Having now understood the calculation of the standard deviation and the utility of the value \( t s \), it is important to note that usually a measurement is taken to understand the average of the set of data, not the spread or scatter in the data. What is usually needed or wanted is a statement about the error present in the average \( \bar{x} \).
That desire may be expressed by asking, “How good is the average?” Since the term “good” is poorly defined conceptually and undefined numerically, it would be more proper to ask, “Where the experiment to be repeated numerous times, thus securing many averages, how much scatter would be expected in those averages? (p. 21).
I love how he put that. And then the miracle is that we can use one sample to inform us about the scatter in the many averages thanks to the central limit theorem. using \( s_\bar{x} = \sigma / \sqrt{n} \) and \( t \s_\bar{x} \), this last quantity being the “precision of the average.”
There is a side note about pooling different estimates of \( s \) if they pass Bartlett’s homogeneity test.
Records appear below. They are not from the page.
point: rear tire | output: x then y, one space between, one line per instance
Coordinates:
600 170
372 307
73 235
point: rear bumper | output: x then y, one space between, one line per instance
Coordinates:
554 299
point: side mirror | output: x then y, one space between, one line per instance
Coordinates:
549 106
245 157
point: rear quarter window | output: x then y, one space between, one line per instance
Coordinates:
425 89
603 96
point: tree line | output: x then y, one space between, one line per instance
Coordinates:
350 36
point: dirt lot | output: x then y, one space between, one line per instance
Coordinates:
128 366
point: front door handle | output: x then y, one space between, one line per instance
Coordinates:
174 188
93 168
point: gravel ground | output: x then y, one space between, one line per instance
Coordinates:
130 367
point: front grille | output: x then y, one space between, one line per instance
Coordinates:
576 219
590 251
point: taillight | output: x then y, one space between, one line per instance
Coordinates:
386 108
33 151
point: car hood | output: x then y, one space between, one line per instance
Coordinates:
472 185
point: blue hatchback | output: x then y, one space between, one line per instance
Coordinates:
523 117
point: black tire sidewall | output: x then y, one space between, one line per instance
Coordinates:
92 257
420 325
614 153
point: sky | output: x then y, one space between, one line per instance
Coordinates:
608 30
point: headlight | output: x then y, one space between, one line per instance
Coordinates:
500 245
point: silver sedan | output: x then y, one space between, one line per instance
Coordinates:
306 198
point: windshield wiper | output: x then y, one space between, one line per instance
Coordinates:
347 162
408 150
There is another side note about using two identical instruments to take measurements at the same time and using the differences between the readings to learn about \( s \) for one instrument. I didn’t understand this because if you do multiple readouts of the pair of instruments you can get \( s \) for each instrument. This is what the notation suggested but I could imagine one readout on each instrument at one point in time would be the use case.